There is a period after you are let go that you can still get COBRA, they need to act very quickly as I believe it is ~1-2 month mark. If the bills are as bad as you say (and they likely are) then the cost of COBRA will be small in comparison.
 

kia75

Senior member
Oct 30, 2005
468
0
71
Why didn't he pay for COBRA?

Because COBRA is FREAKING EXPENSIVE!

Something similar happened to me.

I wasn't laid off but received a new job that paid twice as much as I was making at the time! The job was in another city and required the purchase of a car. At my old job I had health insurance. In the new job I planned to get health insurance as soon as possible. Since I would be a contract employee for 6 months, then hired if they liked my work, it would be roughly 9 months I'd not have insurance.


After spending all of my money on a car I had little money and forwent insurance. Not that big of a deal, I'm young and healthy, plus a grand a month is very expensive, I can think of better stuff to do with $9,000. I also hadn't gotten sick in over a year and every time I did get sick it was just a cold or the flu.

2 months after I was hired at my new job I was jumped by two guys. That single night cost me $3000+ in medical bills.

Being jumped was a freak occurance, I've never been jumped in my previous years and I haven't been jumped since. The neighborhood I was walking in was a neighborhood that I had walked in numerous times with no problems. IMO, I did everything right, got a better job, moved up in my life, and all of a sudden I was jumped, I lost a few teeth, my knees are crappy, I lost a week's pay (since I was a contract employee no time off).

It would have been nice if the thousands of dollars I'd been paying for health insurance the previous years would have helped me out. It'd have been nice if I could have gotten health insurance as soon as I started working in my job instead of 6 months later (work liked me so much they hired me after 3 months instead of 6).

If I could do it again, I still don't think I would have taken Cobra. $6,000 vs $3,000, I think I came out ahead by ~$3,000. But it was crappy after years of never needing any medical assistance to not have it the moment I needed it.

It also makes me wonder if I do develop something in the future (cancer, diabetes, etc) will I be able to change jobs? or will Health Insurance force me to keep the same job for the rest of my life if I get ill?
 

kia75

Senior member
Oct 30, 2005
468
0
71
The wife works, they have a house they are buying, car, truck,,, I would not call them dirt poor, maybe lower middle class?


Many times people don't want to provide government programs to people unless they're extremely poor.

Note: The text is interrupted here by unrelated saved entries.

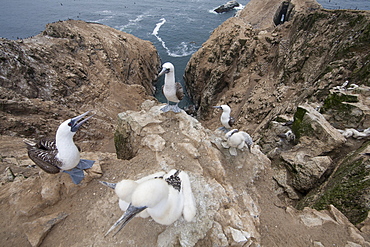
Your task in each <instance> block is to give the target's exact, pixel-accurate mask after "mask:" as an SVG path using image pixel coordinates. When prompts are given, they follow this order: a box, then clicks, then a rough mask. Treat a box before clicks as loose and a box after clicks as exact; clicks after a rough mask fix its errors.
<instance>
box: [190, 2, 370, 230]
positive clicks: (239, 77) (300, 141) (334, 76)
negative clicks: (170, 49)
mask: <svg viewBox="0 0 370 247" xmlns="http://www.w3.org/2000/svg"><path fill="white" fill-rule="evenodd" d="M287 9H288V11H289V13H290V14H289V18H288V20H287V21H285V22H284V23H282V24H280V23H279V25H277V26H276V25H275V24H276V23H274V18H275V20H276V16H278V15H279V13H280V12H281V10H282V5H281V2H280V1H257V0H255V1H254V0H252V1H250V2H249V3H248V4H247V5H246V6H245V8H244V9H243V10H241V11H240V12H238V14H237V15H236V16H235V17H233V18H230V19H228V20H227V21H226V22H224V23H223V24H222V25H220V26H219V27H218V28H217V29H215V30H214V32H213V33H212V35H211V36H210V38H209V40H208V41H207V42H205V43H204V44H203V46H202V47H201V48H200V49H199V50H198V51H197V52H196V53H195V54H194V55H193V56H192V58H191V59H190V61H189V63H188V65H187V67H186V71H185V75H184V78H185V81H186V83H187V84H186V86H187V89H188V92H189V95H190V96H191V97H192V98H193V100H194V103H195V105H196V108H197V109H198V112H197V113H198V115H197V116H198V119H200V120H201V121H202V122H203V124H204V125H205V126H207V127H208V128H210V129H215V128H216V127H219V120H218V119H219V112H217V111H215V110H214V109H213V108H212V106H214V105H221V104H228V105H229V106H230V107H231V109H232V112H231V115H232V116H233V117H234V118H235V119H236V126H235V128H238V129H239V130H243V131H247V132H248V133H249V134H251V136H252V137H253V139H254V140H257V141H256V143H257V144H259V145H260V146H261V150H262V151H263V153H266V154H268V157H269V158H271V160H272V165H273V167H274V168H275V169H276V174H275V175H274V179H275V181H277V184H278V185H279V187H281V188H282V189H283V192H282V193H281V196H282V197H283V198H285V199H286V200H288V201H289V200H295V201H297V200H300V199H302V202H303V201H305V199H303V198H304V196H305V195H306V194H307V193H310V192H311V190H312V191H313V190H315V191H316V192H317V191H321V190H322V189H323V187H321V185H322V186H325V184H326V182H325V181H326V180H327V179H332V176H331V175H332V174H333V172H335V171H337V170H338V171H339V170H340V171H343V170H345V168H344V167H343V168H341V165H342V164H344V163H343V161H344V160H346V159H348V158H349V157H350V156H351V155H352V152H356V153H357V154H358V155H359V154H360V153H361V152H362V150H365V149H366V141H367V140H368V135H367V134H366V133H365V132H366V131H365V130H367V129H368V128H369V127H370V125H369V124H370V123H369V121H368V119H369V111H368V106H369V102H368V98H369V97H368V96H366V95H368V86H369V77H368V76H367V75H368V74H369V70H370V67H369V62H368V60H369V57H368V44H369V41H370V39H369V32H368V30H369V27H370V14H369V12H368V11H349V10H324V9H322V8H321V7H320V5H318V4H317V3H316V2H315V1H301V0H292V1H290V2H289V6H287ZM323 37H325V38H323ZM304 105H305V106H304ZM302 106H304V107H303V108H302ZM308 108H309V110H308ZM293 121H294V123H293V125H291V124H292V122H293ZM300 121H303V123H304V124H303V125H300V123H301V122H300ZM342 131H343V132H342ZM367 131H368V130H367ZM289 132H290V133H292V134H293V135H290V137H291V138H292V139H289V138H287V137H288V136H285V137H283V138H282V137H281V136H282V135H287V133H289ZM341 133H344V134H343V135H341ZM358 133H361V134H358ZM345 136H347V137H348V136H351V137H349V138H345ZM355 136H361V138H354V137H355ZM360 158H361V159H362V158H364V157H361V156H356V159H360ZM360 171H361V172H360ZM366 174H368V173H367V165H366V164H364V163H362V165H360V166H359V168H358V170H357V172H355V175H354V176H349V175H340V176H339V177H340V179H339V177H338V176H336V178H337V180H336V182H335V183H334V184H335V185H334V184H332V186H334V187H335V186H336V185H339V184H340V183H341V182H344V181H346V179H348V178H349V177H352V178H354V180H352V182H350V183H351V186H350V185H349V184H347V186H350V187H351V188H352V189H355V188H356V187H358V186H362V188H365V189H364V191H365V194H366V193H367V190H368V188H369V187H368V184H366V183H365V184H362V182H360V181H362V180H360V179H359V180H357V179H356V178H355V177H358V178H361V179H364V180H365V181H367V177H366V176H367V175H366ZM333 176H334V174H333ZM357 182H359V183H357ZM328 183H330V182H328ZM325 188H328V187H325ZM352 189H349V190H348V191H344V190H341V193H343V195H341V198H345V197H346V196H345V195H349V194H347V193H352V192H350V191H352ZM312 193H313V192H312ZM323 193H324V192H323ZM365 194H361V196H359V197H358V203H359V204H358V205H361V206H360V208H361V210H359V211H362V212H363V214H362V215H361V216H359V215H357V216H356V217H352V216H351V215H353V214H349V213H348V212H350V211H351V208H352V205H351V203H349V201H347V202H344V201H342V202H340V203H339V202H336V201H335V199H334V198H335V194H331V196H326V199H325V200H321V202H323V201H325V203H320V206H317V207H316V208H319V209H323V208H324V207H325V206H327V205H329V204H334V205H335V206H336V207H338V208H341V210H342V212H346V215H347V216H348V217H349V218H350V220H351V221H352V222H353V223H358V222H359V220H358V219H360V218H361V219H362V220H363V219H365V218H366V216H367V214H368V211H369V208H368V204H367V203H362V202H365V201H366V202H368V200H367V199H365V198H367V196H366V195H365ZM284 195H288V196H287V197H285V196H284ZM321 195H322V194H321ZM315 196H318V197H320V196H319V195H317V194H312V197H311V200H315V199H312V198H315ZM329 198H330V199H329ZM305 202H307V203H308V201H305ZM311 202H312V201H311ZM313 204H314V203H313V202H312V203H309V204H305V203H302V204H300V205H301V206H300V208H303V207H304V206H308V205H310V206H312V205H313ZM356 204H357V203H356ZM315 205H319V204H315ZM324 205H325V206H324ZM344 208H346V209H344Z"/></svg>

This hurts the middle class the most because many middle class are just one catastrophe away from being poor.

A government program can make the difference between remaining in middle class or becoming poor for the rest of your life.
 

xj0hnx

Diamond Member
Dec 18, 2007
9,262
3
76
Using your logic, why are there any doctors in the rest of the first world countries that offer universal coverage? Are they just stupid?

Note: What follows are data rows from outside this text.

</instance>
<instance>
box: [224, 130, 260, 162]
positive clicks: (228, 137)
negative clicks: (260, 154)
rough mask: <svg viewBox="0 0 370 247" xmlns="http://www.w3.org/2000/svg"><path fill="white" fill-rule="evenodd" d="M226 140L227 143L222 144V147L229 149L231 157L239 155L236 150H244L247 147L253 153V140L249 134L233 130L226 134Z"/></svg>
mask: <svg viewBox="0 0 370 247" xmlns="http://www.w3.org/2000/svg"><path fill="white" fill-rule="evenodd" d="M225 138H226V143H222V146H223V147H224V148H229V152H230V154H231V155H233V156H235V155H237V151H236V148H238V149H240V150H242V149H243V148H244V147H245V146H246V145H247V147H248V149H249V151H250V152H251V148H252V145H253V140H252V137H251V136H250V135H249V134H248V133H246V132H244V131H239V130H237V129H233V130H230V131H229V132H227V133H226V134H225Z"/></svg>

Do you think that doctors pay is what has driven health care cost so high? LOL
 

SheHateMe

Diamond Member
Jul 21, 2012
7,251
20
81
I feel really sorry for the guy in the OP. That's a terrible predicament to be in. I read a story not too long ago about a woman that died from Cancer after not being able to get treatment because she didnt have insurance. Her family later found out that under Obama's ACA, she was eligible to apply for Florida's "High Risk Pool" in order to get a bit of relief. Of course, nobody knew that it was available to them or exactly what it was....I am still confused on what it is, but apparently, it was something that could have gotten her some treatments to atleast make her comfortable so she didnt have to die in agony.

I hope his family solace in something.

My mom lost her job not too long ago, COBRA was WAY more expensive than what she was already paying. I have a really good student job so, I purchased a plan to cover the three of us until she can get another job. The insurance costs $500 but we are 90% covered if something happens.

I am grateful for the little bit I can help my family out with right now.